Imagens produzidas por inteligência artificial (IA) conseguem enganar até quem conhece bem os rostos retratados. A conclusão é de uma pesquisa conduzida pelas universidades de Swansea e Lincoln, no Reino Unido, e pela Universidade Ariel, em Israel.
Como o estudo foi conduzido
Os pesquisadores utilizaram os modelos ChatGPT e DALL-E para gerar retratos sintéticos de pessoas famosas e fictícias.

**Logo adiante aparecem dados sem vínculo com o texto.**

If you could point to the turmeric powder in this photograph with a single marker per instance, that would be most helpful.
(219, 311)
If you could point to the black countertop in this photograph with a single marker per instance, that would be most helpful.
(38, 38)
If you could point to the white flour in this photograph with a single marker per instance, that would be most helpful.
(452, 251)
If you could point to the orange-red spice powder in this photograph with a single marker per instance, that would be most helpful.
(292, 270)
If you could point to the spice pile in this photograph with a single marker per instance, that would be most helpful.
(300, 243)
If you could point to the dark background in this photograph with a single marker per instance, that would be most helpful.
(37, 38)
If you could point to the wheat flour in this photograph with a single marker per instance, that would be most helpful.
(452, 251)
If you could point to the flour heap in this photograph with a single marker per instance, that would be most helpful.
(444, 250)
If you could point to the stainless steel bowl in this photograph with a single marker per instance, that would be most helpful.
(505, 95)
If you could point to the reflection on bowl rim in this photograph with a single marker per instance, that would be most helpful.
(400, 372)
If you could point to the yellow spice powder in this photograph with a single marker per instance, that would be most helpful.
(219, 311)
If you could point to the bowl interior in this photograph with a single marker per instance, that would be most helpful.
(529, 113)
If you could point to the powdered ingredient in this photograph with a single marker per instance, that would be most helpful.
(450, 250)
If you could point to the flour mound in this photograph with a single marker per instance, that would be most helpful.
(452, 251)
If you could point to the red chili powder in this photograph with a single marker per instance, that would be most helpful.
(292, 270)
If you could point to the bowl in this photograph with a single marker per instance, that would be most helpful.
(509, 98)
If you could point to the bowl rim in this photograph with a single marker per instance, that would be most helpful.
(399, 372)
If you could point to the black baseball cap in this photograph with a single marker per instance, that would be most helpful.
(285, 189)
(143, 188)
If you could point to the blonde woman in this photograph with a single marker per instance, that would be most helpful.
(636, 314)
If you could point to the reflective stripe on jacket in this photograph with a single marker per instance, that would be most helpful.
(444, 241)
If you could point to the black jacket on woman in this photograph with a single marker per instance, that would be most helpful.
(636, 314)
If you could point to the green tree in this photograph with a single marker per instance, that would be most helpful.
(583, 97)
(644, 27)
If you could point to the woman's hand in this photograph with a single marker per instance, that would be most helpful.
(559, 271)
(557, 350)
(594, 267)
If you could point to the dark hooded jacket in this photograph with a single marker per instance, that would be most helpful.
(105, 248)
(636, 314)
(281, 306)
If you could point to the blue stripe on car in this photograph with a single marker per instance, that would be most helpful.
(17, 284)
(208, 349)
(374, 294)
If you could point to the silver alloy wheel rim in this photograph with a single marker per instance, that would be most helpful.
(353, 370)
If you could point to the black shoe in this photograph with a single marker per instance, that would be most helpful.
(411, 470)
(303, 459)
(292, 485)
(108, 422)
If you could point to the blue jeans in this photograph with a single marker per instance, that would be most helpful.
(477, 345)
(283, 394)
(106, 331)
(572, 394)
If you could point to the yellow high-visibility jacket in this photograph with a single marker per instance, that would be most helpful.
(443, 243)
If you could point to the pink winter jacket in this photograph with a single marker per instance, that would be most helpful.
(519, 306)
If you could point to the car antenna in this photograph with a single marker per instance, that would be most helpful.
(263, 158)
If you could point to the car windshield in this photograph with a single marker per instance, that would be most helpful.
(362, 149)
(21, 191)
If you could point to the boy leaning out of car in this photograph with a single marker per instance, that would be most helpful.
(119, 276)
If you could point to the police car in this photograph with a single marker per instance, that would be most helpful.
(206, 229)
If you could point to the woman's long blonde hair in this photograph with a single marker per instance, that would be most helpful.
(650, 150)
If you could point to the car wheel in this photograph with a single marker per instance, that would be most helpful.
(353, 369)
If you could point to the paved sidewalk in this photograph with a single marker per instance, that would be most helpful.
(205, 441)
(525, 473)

Em quatro experimentos subsequentes, voluntários precisaram apontar quais imagens eram autênticas e quais haviam sido produzidas por IA. A inclusão de fotos de comparação ou a familiaridade prévia com os rostos praticamente não melhorou o desempenho dos participantes.
Testes internacionais
Em um dos ensaios, pessoas dos Estados Unidos, Canadá, Reino Unido, Austrália e Nova Zelândia receberam uma série de fotografias reais e artificiais. A maioria errou nas escolhas. Outro experimento apresentou versões digitais de atores de Hollywood, como Paul Rudd e Olivia Wilde, gerando novamente alto nível de confusão.
Perigos dos deepfakes
A equipe lembra que a mesma tecnologia que cria arte ou aprimora efeitos visuais também facilita fraudes visuais. Entre os riscos apontados estão o uso de imagens falsas para campanhas de desinformação, suposto apoio de celebridades a produtos ou figuras políticas e o enfraquecimento da confiança em registros jornalísticos.
Alerta dos pesquisadores
Jeremy Tree, da Escola de Psicologia da Universidade de Swansea, afirmou que nem a familiaridade com o rosto nem imagens de referência ajudaram substancialmente na detecção das falsificações, reforçando a necessidade de novos métodos automáticos de verificação. Até que essas ferramentas fiquem prontas, orienta-se cautela diante de imagens “perfeitas demais”.
Imagem: Reprodução
O estudo soma-se a recentes casos de deepfakes que ganharam as redes, como a imagem do Papa Francisco usando um casaco de grife em 2023, e amplia o debate sobre a autenticidade de conteúdo visual na era digital.